Когда Паганини, непосредственно после «Карманьолы», заиграл эту песню марсельских моряков, как он ее назвал, Ньекко взволнованно вскочил с кресла и заходил большими шагами по комнате. Никколо впервые видел его таким. Синьор Ньекко достал из стенного шкафчика и показал мальчику серые клочки французских прокламаций генерала Бонапарта, разбросанных в Северной Италии. Тайна лесных братьев раскрылась. Тяжелый груз угля, таящего пламя, стал понятен маленькому Паганини.
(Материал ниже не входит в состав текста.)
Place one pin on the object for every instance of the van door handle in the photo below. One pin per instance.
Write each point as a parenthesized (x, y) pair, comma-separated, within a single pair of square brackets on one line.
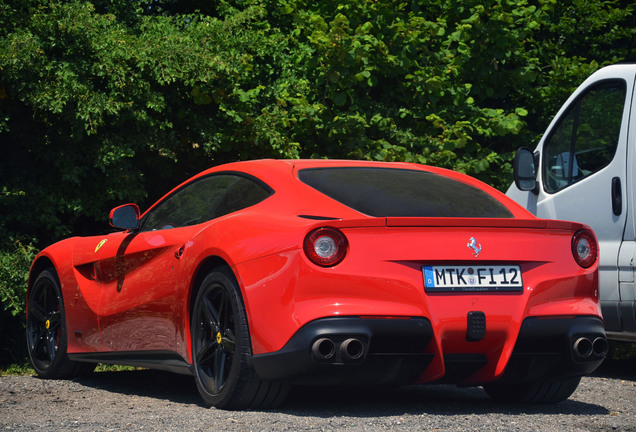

Работа карбонарского братства захватила воображение мальчика, а налет тайны на всех этих разговорах с учителем имел к тому же особую прелесть. У Паганини началась своя, не мальчишеская жизнь. Ему стало даже легче сносить побои и попреки отца. Он спокойно присутствовал при долгих перебранках между сестрами, старшим братом, отцом и матерью. У него появилась своя жизнь, появились свои жизненные планы.
Носовой платок Паганини, покрытый красными пятнами, внушил синьору Ньекко первые подозрения о состоянии здоровья его ученика. Через посредство друзей синьор Ньекко навел справки о семье Никколо. Осторожно, чтобы не обидеть своего ученика, он приглашал его завтракать вместе с собой, задерживая на лишний час. Однако вскоре против этих задержек маленький Паганини решительно восстал. Синьор Ньекко убедился в его правоте, как только увидел кровоподтеки на лице своего ученика: отец не разрешал удлинять уроки.
Ученику хотелось изыскать способ хоть как-нибудь растягивать время пребывания у синьора Ньекко в предчувствии скорого отъезда своего любимца. Но для этого пришлось бы обманывать зорко следившего за ним отца.
Ньекко, сам участник карбонарской конспиративной работы, имел навыки внимательного и зоркого наблюдателя. В эти годы Ньекко был единственным, кто точно представлял себе все значение бурного вторжения легенды в жизнь маленького скрипача. В то время как синьор Антонио Паганини, со всей толпой своих коммерческих друзей и врагов, и синьора Тереза, его супруга, со всей озлобленной сворой родных и двоюродных Боччарди, терялись в догадках о происхождении ранней одаренности Никколо и строили предположения о сверхъестественном вмешательстве, видя в этом вмешательстве то страшную демоническую, то благодатную ангельскую основу, Ньекко боялся за судьбу мальчика, хрупкость которого внушала ему самые серьезные опасения, Ньекко боялся, что могущество этого всеподавляюшего таланта превратится в огонь, который сожжет и очаг и дом.
Временами же ему казалось, что этот мальчик, при всей своей хрупкости, обладает железным здоровьем, если выносит колоссальную тяжесть, взваленную синьором Антонио на его плечи.
У насмешливого, веселого Ньекко туманились глаза в минуты, когда, подняв брови, Паганини без всякой аффектации рассказывал ему о долгих упражнениях в семилетнем возрасте, когда, не будучи в силах держать скрипку в обычной позитуре, ребенок изучал игру на этом инструменте, ставя его, как виолончель, между маленькими угловатыми коленями. Слушая его, Ньекко не мог смотреть в глаза мальчику. Ему казалось, что перед ним раскрывается какая-то черная яма человеческих бед.
Синьор Ньекко вздрагивал, перечитывая страницы Миланской хроники, на которых старинный повествователь рассказывал о ломбардских крестьянах, намеренно уродовавших своих детей, чтобы потом продать их в качестве придворных шутов герцогу Сфорца. «Новые птицы, новые песни, – думал Ньекко. – Это удивительное творение находится в руках чудовища, которое может изуродовать его талант, сделав из мальчика дешевого ярмарочного жонглера…»
Была еще одна тема для размышлений синьора Ньекко о судьбе Никколо. Он убеждался, что церковная музыка чужда его маленькому ученику. Ньекко наблюдал, что, покрывая соборные хоралы могучими звуками своей скрипки, маленький Паганини оставался по-прежнему незатронутым, и все навязчивые, вкрадчивые притязания католической клики оставляли холодной душу ребенка нового века. Когда же синьор Ньекко говорил с ним о свободе Италии, о живой и яркой работе карбонариев, щеки мальчика покрывались румянцем возбуждения.